On the surface, it might seem both baffling and repulsive that FIFA – an organisation that claims to have a "responsibility to reach out and touch the world, using football as a symbol of hope and integration" -- would even consider awarding the World Cup to such a nation. It might seem that there should be some kind of checklist at an early stage: "Ah, hello Qatar. I can see here that you've ticked 'Yes' for the question 'Are your country's laws fundamentally bigoted?', so I'm afraid we can't let you go any further. Do feel free to try again once you've achieved a basic level of human decency."
But then you remember that this is a sport where any player that goes down injured can expect to have his sexuality questioned, loudly and publicly, and where gay players are advised against coming out for reasons both economic and personal, and you realise that the only real difference between how Qatar treats being gay and how football treats being gay is that Qatar actually bothers to have a law. It's a perfect match! Stop holding hands, though, somebody might see.
… the BBC coverage
One of the undisputed highlights of the 2010 World Cup was the BBC's noble attempts to provide a little context. First Alan Shearer -- a man whose analytical skills consist entirely of describing what he can see, badly -- went and pottered around a couple of townships, nodding genially at poor South Africans, then back in the studio Alan Hansen offered a considered tactical breakdown of apartheid. It was a "flawed system", apparently, as though the systemic degredation of black people might lead to vulnerability on the counterattack.

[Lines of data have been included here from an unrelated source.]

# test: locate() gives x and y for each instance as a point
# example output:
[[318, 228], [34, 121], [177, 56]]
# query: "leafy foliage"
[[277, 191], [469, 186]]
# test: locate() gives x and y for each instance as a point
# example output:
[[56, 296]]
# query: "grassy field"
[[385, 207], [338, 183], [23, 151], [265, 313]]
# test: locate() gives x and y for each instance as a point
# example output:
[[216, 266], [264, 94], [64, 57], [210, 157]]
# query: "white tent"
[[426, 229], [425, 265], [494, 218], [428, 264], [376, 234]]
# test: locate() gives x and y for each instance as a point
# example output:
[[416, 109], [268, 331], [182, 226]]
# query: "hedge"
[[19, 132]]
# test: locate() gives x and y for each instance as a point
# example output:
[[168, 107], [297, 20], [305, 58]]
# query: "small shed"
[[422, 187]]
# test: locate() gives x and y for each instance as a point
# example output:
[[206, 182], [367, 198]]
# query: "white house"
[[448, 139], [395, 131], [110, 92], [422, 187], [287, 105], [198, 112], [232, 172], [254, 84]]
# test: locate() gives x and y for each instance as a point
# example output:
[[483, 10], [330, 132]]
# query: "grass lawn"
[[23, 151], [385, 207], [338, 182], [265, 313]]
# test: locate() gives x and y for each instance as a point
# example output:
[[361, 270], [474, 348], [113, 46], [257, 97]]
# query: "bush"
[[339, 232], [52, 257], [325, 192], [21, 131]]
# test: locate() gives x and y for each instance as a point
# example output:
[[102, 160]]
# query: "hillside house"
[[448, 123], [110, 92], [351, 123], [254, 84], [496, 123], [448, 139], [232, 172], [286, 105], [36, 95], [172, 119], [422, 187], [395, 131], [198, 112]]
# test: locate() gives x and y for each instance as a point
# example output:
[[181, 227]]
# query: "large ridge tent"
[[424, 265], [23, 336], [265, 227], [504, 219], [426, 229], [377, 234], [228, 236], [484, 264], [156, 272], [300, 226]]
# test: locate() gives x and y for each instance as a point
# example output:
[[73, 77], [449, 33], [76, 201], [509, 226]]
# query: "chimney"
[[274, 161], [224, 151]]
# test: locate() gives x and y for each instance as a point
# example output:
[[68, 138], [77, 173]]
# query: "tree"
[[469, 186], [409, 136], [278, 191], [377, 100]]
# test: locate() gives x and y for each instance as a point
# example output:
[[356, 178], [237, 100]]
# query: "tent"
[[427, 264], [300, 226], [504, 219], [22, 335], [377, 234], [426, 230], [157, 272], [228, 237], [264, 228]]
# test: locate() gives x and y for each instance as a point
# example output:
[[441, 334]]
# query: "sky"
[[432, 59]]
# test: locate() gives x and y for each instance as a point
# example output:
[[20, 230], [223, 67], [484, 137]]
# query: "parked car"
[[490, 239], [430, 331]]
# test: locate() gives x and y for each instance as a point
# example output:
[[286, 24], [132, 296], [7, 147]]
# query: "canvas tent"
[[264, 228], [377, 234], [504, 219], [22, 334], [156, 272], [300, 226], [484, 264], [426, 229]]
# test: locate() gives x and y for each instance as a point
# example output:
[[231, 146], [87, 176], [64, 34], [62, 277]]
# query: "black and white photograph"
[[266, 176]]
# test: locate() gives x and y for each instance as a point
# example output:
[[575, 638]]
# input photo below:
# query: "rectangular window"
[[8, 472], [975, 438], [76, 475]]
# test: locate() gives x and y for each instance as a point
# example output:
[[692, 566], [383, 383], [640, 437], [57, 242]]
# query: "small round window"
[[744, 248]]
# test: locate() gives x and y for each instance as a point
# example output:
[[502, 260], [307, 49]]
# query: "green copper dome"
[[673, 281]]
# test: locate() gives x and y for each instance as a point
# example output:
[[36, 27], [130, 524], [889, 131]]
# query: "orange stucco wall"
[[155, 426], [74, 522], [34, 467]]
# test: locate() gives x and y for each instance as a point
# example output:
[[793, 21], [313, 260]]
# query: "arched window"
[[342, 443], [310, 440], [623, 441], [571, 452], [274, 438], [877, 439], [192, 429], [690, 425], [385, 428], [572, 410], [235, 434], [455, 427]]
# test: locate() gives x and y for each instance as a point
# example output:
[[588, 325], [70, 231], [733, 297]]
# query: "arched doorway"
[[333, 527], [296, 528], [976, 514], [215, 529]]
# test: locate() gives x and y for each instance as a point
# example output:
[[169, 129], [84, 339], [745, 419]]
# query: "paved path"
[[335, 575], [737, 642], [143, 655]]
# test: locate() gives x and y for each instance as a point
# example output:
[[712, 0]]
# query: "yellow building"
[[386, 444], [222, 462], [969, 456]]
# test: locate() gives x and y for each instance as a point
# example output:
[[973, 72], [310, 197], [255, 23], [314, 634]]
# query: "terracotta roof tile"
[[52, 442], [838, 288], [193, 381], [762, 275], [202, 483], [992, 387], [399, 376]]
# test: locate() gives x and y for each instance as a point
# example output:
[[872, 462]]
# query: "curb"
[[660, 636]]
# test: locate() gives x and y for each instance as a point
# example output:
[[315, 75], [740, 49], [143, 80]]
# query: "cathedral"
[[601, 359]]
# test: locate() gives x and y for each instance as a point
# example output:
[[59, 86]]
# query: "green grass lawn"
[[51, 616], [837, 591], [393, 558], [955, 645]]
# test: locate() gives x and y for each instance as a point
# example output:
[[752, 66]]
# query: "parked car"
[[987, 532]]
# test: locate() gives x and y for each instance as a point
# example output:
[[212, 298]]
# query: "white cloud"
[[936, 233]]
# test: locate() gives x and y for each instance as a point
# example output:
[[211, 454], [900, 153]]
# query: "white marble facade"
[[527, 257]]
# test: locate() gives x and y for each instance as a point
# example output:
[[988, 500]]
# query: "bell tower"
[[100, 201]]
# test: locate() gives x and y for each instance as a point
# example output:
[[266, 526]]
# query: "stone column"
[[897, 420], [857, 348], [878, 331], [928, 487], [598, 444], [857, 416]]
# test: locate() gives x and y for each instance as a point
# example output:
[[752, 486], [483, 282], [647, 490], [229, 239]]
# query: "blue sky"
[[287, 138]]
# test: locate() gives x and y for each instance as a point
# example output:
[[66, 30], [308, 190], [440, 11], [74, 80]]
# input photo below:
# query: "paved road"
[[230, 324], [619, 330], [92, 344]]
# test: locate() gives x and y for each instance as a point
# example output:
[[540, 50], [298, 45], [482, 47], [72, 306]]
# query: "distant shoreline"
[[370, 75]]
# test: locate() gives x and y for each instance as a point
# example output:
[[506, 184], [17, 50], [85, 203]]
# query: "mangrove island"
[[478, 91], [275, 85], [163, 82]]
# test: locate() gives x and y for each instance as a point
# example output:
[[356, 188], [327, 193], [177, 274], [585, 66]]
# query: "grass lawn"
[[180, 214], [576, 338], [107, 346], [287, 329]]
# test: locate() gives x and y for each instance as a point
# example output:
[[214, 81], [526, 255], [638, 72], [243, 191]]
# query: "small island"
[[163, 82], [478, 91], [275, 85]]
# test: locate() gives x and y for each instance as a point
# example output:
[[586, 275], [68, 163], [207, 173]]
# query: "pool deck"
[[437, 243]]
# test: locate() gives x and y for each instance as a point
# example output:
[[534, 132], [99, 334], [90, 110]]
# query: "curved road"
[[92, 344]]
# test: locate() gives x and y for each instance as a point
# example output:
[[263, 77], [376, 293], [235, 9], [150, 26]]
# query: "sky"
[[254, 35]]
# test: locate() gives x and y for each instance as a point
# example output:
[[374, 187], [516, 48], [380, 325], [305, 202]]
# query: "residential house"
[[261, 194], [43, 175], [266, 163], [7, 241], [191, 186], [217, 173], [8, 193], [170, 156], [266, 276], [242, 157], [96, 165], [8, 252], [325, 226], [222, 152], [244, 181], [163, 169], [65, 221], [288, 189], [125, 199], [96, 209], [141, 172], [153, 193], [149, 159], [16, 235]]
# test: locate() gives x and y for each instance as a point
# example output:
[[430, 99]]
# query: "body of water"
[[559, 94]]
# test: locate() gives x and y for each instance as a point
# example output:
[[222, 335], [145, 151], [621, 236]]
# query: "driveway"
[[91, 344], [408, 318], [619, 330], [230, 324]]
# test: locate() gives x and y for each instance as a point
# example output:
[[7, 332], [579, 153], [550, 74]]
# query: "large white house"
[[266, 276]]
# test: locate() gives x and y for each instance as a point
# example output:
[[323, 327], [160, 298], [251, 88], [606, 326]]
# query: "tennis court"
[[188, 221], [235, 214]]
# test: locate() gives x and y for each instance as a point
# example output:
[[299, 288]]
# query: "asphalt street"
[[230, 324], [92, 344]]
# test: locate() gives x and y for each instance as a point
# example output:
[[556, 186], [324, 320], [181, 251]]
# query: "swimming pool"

Where they're going to go with Qatar is anybody's guess. Colin Murray ambling around an oil refinery? Garth Crooks trying on traditional Arabic dress? Mark Clemmit standing in the lobby of a vast hotel? It doesn't really matter; part of the joy's in the anticipation. We can relax knowing that at some point, somebody who gets paid to talk about football is going to be dropped a hilarious distance from their comfort zone. Makes the licence fee look like a bargain.
… the stories
The Times ended up thoroughly egg-faced after the Dream Football League story turned to be, well, just a story. However, take the following three ingredients. One, Qatar appear to want to spend an awful lot of money on football. Two, football appears to be very keen to accept all the money that Qatar want to spend. Three, there is a general suspicion on the part of the footballing media about Qatari intentions.
Now mix, serve over ice, and drink in the stories we're going to get ...
The Premier League to accept Qatari sponsorship, and adopt a new trophy in the shape of the Aspire Tower! Rangers to move from Glasgow to Doha, then apply to join the Championship from there! David Beckham to open a Qatari soccer academy … on the moon! It's going to be brilliant.